NINOK LEKSONO

”Hanya ilmu pengetahuan sajalah yang dapat memecahkan masalah-masalah
kelaparan dan kemiskinan, insanitasi dan buta aksara, takhayul dan hilangnya
adat istiadat, habisnya sumber daya, atau sebuah negeri kaya yang didiami oleh
penduduk miskin…. Siapakah sesungguhnya yang sanggup mengabaikan iptek sekarang
ini? Pada setiap kesempatan kita pasti membutuhkan bantuannya.... Masa depan
ditentukan oleh iptek dan orang-orang yang bersahabat dengannya.

(Jawaharlal Nehru, dikutip dari ”India Perspectives”, 8/2008)

Politik ternyata juga kemauan. Semasa memerintah, Presiden George W Bush
banyak memveto isu lingkungan. Misalnya, Protokol Kyoto tidak mau ia tanda
tangani. Lalu, ketika Negara Bagian California minta persetujuan untuk
menetapkan sendiri aturan mengenai emisi gas rumah kaca dari mobil dan truk,
Bush menolak. Kini, setelah menjadi presiden, Barack Obama meninggalkan
pendekatan pasif Bush terhadap lingkungan. Menanggapi permintaan California, 
Obama,
26 Januari lalu, segera memanggil Badan Perlindungan Lingkungan untuk
mempertimbangkan permintaan tersebut.

Kalau saja California mendapat persetujuan dari Obama, akan ada 13 negara
bagian, dan diyakini akan bertambah lagi, yang akan menerapkan peraturan
serupa. Sebagai konsekuensinya, pabrik pembuat mobil di Amerika dan di tempat
lain akan dipaksa untuk memproduksi mobil dan truk yang lebih efisien dalam
penggunaan bahan bakar dibandingkan dengan yang ada sekarang ini, dan itu
dilakukan dalam tempo lebih cepat (IHT, 28/1).

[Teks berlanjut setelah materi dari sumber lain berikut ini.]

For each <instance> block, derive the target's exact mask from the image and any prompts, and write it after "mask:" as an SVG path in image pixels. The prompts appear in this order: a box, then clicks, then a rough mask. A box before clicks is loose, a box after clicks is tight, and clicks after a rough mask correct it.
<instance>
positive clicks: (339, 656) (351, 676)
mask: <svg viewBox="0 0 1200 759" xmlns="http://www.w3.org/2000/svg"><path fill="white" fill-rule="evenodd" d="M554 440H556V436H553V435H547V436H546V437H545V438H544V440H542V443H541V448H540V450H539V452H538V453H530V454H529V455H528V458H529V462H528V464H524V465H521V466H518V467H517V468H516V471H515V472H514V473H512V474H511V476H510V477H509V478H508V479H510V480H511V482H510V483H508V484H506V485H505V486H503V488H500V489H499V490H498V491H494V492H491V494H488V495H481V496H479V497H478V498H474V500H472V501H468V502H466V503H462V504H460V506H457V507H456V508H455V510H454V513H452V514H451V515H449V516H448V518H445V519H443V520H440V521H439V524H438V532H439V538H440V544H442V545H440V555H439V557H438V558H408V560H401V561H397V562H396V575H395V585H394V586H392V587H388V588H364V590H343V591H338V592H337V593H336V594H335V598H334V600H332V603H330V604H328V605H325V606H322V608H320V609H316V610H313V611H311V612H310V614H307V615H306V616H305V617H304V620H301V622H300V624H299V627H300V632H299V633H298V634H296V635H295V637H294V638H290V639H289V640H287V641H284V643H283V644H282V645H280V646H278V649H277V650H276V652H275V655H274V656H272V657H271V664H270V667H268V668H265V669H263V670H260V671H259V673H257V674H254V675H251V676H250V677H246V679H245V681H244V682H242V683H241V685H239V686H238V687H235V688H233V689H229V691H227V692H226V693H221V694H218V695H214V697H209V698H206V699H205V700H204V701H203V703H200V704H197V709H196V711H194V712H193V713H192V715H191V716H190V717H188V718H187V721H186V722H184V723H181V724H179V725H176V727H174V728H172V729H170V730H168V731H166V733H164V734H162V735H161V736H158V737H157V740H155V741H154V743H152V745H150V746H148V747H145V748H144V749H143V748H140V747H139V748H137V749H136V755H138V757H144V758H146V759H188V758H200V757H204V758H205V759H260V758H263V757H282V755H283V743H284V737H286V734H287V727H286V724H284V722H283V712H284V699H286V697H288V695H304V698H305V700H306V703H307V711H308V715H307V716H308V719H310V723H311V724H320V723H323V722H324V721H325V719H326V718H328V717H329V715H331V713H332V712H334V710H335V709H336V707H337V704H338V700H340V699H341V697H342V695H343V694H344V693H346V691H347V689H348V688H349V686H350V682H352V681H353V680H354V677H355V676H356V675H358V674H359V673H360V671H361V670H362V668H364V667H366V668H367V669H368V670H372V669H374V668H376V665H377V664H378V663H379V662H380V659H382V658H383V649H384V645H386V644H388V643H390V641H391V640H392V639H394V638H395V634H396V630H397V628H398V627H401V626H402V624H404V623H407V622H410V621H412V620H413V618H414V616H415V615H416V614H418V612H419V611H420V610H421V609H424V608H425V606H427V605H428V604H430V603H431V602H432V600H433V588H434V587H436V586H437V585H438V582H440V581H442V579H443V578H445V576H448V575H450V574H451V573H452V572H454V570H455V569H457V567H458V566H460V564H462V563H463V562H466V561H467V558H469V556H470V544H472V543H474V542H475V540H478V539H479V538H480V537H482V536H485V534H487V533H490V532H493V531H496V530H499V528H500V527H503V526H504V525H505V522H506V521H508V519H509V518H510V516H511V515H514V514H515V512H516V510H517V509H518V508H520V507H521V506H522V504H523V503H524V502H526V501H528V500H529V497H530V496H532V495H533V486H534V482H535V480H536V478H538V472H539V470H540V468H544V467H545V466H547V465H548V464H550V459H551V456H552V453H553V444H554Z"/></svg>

Keputusan mengenai California di atas tidak saja penting untuk menghasilkan
kendaraan hemat bahan bakar minyak, tetapi juga memperlihatkan komitmen
Presiden Obama dalam upaya menanggulangi meningkatnya gas-gas rumah kaca.

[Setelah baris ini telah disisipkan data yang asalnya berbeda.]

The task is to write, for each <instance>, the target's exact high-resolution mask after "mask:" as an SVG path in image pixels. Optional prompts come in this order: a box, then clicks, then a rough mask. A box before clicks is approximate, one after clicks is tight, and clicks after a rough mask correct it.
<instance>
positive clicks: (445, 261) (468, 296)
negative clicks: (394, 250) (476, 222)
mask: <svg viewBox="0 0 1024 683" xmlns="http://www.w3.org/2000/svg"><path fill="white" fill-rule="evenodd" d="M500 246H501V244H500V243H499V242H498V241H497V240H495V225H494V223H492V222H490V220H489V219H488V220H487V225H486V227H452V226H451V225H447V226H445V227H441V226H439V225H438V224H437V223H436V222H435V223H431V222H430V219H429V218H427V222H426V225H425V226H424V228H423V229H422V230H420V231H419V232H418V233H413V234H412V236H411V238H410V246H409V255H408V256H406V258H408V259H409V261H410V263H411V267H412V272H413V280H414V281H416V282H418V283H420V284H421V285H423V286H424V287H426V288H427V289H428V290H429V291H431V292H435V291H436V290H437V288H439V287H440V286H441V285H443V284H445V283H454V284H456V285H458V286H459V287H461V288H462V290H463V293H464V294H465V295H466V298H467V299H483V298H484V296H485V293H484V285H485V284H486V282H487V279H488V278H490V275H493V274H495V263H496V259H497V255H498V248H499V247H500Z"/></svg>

Kalau George W Bush memulai pemerintahan dengan meninggalkan janji kampanye
untuk meregulasi gas karbon dioksida dan dengan mundur dari Persetujuan Kyoto,
Obama memulai pemerintahannya dengan sinyal jelas, ia tidak akan ragu- ragu
menggunakan wewenang pengaturan yang diberikan oleh Akta Udara Bersih dan
aturan lain yang ada di tingkat federal untuk memerangi pemanasan global.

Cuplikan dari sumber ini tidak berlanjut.